Fr Martin Delaney reflects on his experiences of the revered shrine

Fr Martin Delaney

JUNE 25 marks the 34th anniversary of the first reported apparitions of Our Lady to six children in the little Bosnian town of Medjugorje. The Vatican has yet to give official recognition to the Marian Shrine, but millions of pilgrims from all over the world including many from Ireland make the journey on a regular basis.

My knowledge of Medjugorje goes back to my student days at the Pontifical Irish College in Rome in the mid-1980s. One evening at Mass, there was a visiting priest and somebody pointed out to me that he was from Yugoslavia. Six children in his parish claimed that Our Lady was appearing to them daily. Crowds were descending on his parish, the local communist authorities were very hostile and he had no idea what to do about the situation.

Then I can recall a few students and visiting priests treking off to this remote outpost and returning with extraordinary stories of the sun dancing, primitive accommodation and daily messages from Mary to these young children who refused to flinch from their story.

To be honest, as an idealistic young cleric I dismissed these tales as fanciful and placed them in the same file as the saga of the moving statues in Ireland in the summer of 1985!

I did not think much more about Medjugorje until sometime in the mid-1990s when I attended the intercession for priests in All Hallows College in Dublin. I went to Confession and during that encounter the confessor strongly suggested that I should go to Medjugorje on pilgrimage.

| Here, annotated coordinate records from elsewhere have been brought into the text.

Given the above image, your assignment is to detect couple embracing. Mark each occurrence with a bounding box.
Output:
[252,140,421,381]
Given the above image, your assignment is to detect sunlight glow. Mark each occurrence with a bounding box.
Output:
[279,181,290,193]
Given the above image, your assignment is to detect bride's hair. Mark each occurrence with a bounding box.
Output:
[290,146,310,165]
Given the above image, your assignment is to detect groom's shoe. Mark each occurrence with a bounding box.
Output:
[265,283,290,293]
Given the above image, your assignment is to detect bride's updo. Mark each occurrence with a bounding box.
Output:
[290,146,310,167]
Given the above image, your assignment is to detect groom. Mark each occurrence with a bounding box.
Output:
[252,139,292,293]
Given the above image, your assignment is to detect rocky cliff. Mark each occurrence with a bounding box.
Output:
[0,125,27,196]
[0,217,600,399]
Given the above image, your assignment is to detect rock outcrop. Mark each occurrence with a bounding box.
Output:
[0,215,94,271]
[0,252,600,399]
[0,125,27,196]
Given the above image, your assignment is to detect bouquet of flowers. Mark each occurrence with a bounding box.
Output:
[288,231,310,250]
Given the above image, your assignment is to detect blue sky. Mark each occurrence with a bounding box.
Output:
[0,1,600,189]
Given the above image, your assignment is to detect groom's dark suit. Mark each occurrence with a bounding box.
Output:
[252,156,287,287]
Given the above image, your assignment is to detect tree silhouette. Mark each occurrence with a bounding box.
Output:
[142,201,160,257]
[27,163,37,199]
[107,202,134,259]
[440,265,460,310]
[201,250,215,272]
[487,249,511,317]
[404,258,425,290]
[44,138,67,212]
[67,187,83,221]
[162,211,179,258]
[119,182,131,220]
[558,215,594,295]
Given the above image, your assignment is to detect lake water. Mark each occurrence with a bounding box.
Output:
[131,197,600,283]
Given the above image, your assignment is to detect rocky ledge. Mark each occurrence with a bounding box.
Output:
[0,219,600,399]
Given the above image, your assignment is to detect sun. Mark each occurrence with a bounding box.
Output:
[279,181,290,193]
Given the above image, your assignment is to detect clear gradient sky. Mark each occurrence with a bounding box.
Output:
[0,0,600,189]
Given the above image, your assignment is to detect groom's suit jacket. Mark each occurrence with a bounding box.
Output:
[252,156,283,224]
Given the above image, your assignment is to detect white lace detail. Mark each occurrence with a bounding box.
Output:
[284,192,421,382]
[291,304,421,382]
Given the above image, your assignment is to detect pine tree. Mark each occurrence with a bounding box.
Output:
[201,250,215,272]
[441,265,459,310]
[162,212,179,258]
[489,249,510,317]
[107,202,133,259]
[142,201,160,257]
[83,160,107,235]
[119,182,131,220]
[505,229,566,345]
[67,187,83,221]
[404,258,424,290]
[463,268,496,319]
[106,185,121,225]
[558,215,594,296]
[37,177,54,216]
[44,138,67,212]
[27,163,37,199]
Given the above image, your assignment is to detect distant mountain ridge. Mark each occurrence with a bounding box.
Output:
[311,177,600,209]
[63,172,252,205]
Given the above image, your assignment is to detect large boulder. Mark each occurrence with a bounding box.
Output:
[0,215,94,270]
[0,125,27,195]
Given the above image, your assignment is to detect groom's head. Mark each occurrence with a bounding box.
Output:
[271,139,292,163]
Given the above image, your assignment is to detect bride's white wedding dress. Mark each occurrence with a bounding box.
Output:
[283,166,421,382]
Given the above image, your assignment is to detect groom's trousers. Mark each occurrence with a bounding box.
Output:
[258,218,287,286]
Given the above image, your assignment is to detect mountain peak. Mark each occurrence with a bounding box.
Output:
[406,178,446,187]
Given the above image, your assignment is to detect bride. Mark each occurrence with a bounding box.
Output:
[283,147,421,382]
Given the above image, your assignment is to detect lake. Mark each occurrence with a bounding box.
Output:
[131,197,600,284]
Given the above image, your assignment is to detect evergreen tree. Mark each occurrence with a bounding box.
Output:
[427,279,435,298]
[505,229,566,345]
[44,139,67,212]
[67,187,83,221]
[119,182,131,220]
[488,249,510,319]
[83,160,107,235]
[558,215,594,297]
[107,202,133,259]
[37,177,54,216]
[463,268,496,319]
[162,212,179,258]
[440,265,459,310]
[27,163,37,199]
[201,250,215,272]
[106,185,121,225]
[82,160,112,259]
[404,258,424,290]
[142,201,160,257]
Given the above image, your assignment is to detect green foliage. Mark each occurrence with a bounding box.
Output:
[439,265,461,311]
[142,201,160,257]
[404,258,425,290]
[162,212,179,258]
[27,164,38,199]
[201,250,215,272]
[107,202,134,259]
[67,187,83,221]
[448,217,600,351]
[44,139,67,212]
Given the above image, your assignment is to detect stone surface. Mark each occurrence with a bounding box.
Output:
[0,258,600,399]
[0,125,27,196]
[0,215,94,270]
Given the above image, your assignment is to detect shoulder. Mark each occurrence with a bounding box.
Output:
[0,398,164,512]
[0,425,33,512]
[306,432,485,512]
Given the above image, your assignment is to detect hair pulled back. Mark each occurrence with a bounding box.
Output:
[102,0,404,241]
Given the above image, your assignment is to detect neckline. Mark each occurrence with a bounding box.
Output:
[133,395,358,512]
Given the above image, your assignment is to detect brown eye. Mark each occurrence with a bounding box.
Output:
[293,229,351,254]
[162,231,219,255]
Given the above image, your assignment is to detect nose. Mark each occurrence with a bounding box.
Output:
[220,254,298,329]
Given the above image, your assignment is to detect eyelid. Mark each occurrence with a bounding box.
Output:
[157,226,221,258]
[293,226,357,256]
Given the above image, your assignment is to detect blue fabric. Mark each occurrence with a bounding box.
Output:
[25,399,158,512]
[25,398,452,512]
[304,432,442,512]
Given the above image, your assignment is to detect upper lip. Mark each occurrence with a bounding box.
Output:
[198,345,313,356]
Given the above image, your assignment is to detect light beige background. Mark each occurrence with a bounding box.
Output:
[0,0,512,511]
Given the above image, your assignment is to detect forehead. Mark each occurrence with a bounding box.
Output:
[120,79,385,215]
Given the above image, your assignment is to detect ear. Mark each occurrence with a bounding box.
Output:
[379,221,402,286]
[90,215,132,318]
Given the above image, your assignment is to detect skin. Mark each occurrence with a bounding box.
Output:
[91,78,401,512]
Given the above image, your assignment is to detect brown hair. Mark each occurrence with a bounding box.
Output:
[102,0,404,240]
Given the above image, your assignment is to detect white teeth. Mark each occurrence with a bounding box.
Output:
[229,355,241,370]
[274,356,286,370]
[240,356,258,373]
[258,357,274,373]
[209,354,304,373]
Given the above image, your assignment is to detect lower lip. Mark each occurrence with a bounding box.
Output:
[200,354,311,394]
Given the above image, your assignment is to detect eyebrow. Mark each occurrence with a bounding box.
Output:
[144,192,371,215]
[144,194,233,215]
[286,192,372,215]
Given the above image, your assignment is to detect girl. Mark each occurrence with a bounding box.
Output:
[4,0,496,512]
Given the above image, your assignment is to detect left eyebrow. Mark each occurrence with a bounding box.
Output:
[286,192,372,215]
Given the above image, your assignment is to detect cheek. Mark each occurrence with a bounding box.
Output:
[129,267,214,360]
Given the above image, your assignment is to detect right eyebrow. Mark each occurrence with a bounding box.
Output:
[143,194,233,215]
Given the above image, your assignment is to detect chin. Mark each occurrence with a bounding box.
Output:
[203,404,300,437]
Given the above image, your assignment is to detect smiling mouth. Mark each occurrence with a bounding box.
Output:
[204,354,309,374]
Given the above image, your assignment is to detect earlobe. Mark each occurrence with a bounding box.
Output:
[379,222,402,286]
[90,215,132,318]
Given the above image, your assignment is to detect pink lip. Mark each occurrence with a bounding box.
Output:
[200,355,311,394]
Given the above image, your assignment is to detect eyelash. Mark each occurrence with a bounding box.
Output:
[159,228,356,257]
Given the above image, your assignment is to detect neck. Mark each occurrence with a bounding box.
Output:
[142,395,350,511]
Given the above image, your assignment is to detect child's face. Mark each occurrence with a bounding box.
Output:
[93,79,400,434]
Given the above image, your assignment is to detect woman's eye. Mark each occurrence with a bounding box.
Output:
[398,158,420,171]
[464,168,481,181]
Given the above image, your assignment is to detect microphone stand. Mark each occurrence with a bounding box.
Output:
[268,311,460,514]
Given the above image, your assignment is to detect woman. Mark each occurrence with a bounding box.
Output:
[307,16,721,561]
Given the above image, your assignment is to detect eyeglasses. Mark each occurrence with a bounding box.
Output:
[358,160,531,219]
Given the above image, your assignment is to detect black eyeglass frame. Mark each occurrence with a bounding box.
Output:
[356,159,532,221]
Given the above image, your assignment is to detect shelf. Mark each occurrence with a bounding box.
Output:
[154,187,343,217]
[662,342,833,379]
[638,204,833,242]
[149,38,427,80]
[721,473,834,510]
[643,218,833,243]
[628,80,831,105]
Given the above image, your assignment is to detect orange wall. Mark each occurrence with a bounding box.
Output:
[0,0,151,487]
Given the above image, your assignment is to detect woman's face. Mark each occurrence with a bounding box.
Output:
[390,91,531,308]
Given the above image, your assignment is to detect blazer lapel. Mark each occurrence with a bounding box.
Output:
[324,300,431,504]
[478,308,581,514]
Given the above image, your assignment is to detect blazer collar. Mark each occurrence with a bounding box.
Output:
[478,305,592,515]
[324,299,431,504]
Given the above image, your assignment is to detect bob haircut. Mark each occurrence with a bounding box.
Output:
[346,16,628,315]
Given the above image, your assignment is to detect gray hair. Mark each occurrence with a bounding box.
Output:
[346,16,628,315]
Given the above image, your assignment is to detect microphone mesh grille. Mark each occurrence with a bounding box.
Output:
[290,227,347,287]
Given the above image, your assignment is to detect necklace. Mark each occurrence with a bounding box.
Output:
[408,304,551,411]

When I mentioned this to a few friends they all wondered what terrible things I had confessed which brought on such a ‘demanding’ penance! I resisted carrying out the confessor’s suggestion but every so often something niggled at me that I should go.

The opportunity arose in 2007 when a friend in Kilkenny asked me to come with her group on a pilgrimage to Medjugorje.

I have recently returned from my third visit to Medjugorje. The children are now adults and most of them are married with families. Some of them claim that Mary still appears to them on a daily basis. I have no reason to doubt their claims but that is not what draws me to this little Bosnian town. I simply love the place.

It is an extraordinary oasis of peace, prayer, reflection and conversion. As a priest-pilgrim, I have been privileged to celebrate reconciliation and healing with countless people and the focus on the Eucharist has strengthened my faith in ways I could not have imagined.

Whether it was a penance or merely an invitation all those years ago in All Hallows, I’m very grateful!


An Irish blessing

The blessing in the Roman Missal for the feast of St Columba (Columcille) was particularly beautiful and so I thought I would share it with you here:

May the Lord be a sure path beneath your feet,

A bright light before you,

A kindly shepherd behind you;

This day, this night and always.



Out of the mouths of babes: The teacher in Errill national school in Co. Laois was showing his class the picture of US President Barack Obama (pictured) meeting Pope Francis at the Vatican on the classroom white board. “Which of these two men is the most powerful?” he asked. One child answered: “Sir, I don’t think it’s either of them, it’s the man hanging on the cross on the wall behind them.”